Takeaways from Sparrow: Distributed, Low Latency Scheduling, Ousterhout et al, SOSP, 2013.

Centralized schedulers are not suitable for low latency, high throughput job workloads (~ 100ms tasks at 1 million tasks per second). They offer quality placement at the expense of scheduler latency and scheduler throughput. Centralized schedulers also present a single point of failure.

Hence Sparrow, a distributed scheduler for low latency scheduling. Sparrow offers millisecond latency, high throughput and fault tolerance without compromising on quality placement of tasks.

Sparrow considers a model consisting of several schedulers and workers. Each job arrives at one of the schedulers. A job consists of many tasks and the scheduler finds each task a worker.

Sparrow considers several task to worker assignment strategies to motivate and arrive at its final design. Purely Random. However this performs worse with increasing cluster load.

  • Per-task Sampling. Two workers at random are sampled and task is allocated to the worker with the shortest pending tasks queue. However a task might get unlucky and sample two workers that are very busy. This effect exacerbates with increasing cluster load.
  • Batch Sampling. All the tasks of the job are allocated in a batch. For “m” tasks the scheduler samples “d*m” workers (d is typically 2). The tasks are placed on the “m” workers with the shortest pending tasks queue. However, size of the pending tasks queue is not a good indication of the wait time for a task. Also, multiple schedulers might sample and place tasks on the same workers concurrently leading to a race condition. Batch Sampling performs better than the previous schemes but still doesn’t do well with increasing cluster load (1.92x worse than ideal at 80% load).
  • Late Binding. This is the strategy that Sparrow uses. For “m” tasks, scheduler places probe requests in the queue of all the “d*m” randomly sampled workers.
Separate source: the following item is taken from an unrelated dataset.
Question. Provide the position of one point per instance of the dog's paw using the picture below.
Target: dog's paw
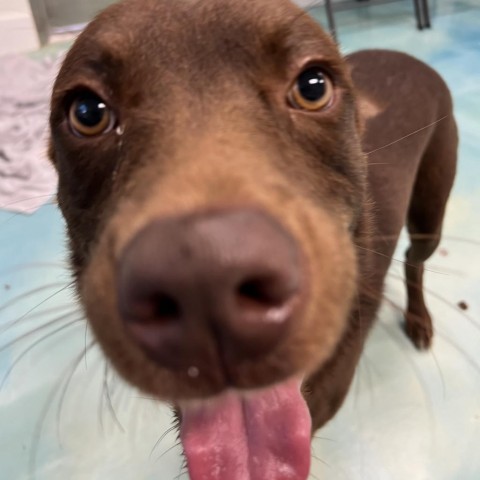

On processing the probe request, the worker requests the task from the scheduler. Thus, the scheduler assigns the tasks to the first “m” workers that reply to the probe requests. Proactive cancellation of the probe requests in the other worker queues is done by the scheduler.
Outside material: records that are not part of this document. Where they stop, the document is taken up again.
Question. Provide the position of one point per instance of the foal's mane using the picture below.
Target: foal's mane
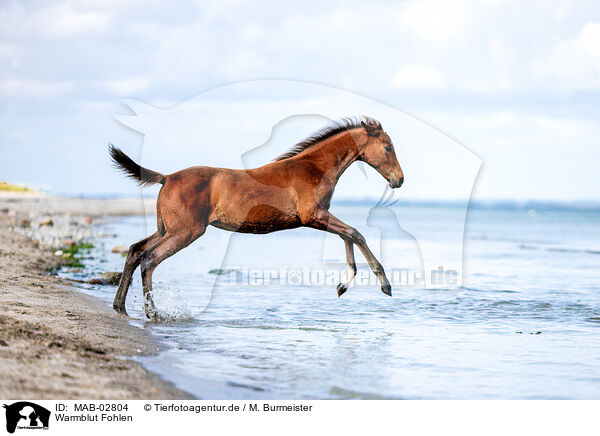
(327, 132)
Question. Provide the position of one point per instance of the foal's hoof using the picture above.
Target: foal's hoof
(386, 289)
(155, 317)
(120, 309)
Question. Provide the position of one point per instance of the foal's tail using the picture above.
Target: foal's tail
(124, 163)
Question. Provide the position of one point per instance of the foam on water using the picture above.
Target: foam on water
(171, 304)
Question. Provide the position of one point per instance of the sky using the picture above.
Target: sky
(515, 83)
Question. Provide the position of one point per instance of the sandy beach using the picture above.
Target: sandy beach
(56, 343)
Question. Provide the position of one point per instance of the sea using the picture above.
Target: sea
(516, 315)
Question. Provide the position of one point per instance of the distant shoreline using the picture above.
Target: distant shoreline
(55, 342)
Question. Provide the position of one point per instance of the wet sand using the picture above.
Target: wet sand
(56, 343)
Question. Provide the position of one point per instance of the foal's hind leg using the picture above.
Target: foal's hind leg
(132, 262)
(350, 268)
(170, 244)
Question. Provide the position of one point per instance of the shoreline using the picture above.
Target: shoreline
(56, 342)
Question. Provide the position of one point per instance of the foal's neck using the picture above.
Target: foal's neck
(335, 154)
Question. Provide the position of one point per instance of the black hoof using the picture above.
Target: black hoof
(120, 309)
(386, 289)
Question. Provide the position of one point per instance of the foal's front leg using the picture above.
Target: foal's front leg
(324, 220)
(350, 268)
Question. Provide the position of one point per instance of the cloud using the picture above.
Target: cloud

Sparrow also handles constraints to some extent.

  • Per-Job Constraints. Batch Sampling is done only from the workers that satisfy the constraint.
  • Per-Task Constraints. Batch Sampling is replaced by Per-Task Sampling. However Late Binding still applies. A small optimization that shares probe results across tasks is done.
  • Sparrow cannot handle inter-job constraints.
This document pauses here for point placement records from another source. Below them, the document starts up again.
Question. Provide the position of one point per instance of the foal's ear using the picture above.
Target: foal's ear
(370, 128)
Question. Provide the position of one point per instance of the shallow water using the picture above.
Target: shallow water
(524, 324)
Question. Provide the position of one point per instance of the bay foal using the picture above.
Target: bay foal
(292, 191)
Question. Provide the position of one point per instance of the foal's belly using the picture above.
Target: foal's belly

Sparrow also approximately supports strict priorities and weighted fair sharing.

The authors also discuss the limitations and the scope for future work.

  • Sparrow offers approximate policy enforcement. Pre-emption can be done to address this.
  • Inter-job constraints are not supported.
  • Gang scheduling is not supported.
  • Query-level policies are not supported. Sparrow only approximately supports job-level policies.
  • Worker failure tolerance is not supported. Occasional heartbeats from a centralized state store to all the workers can address this.
  • Dynamic probe ratio is not part of the design. The value of “d” can be varied with the cluster load to address this.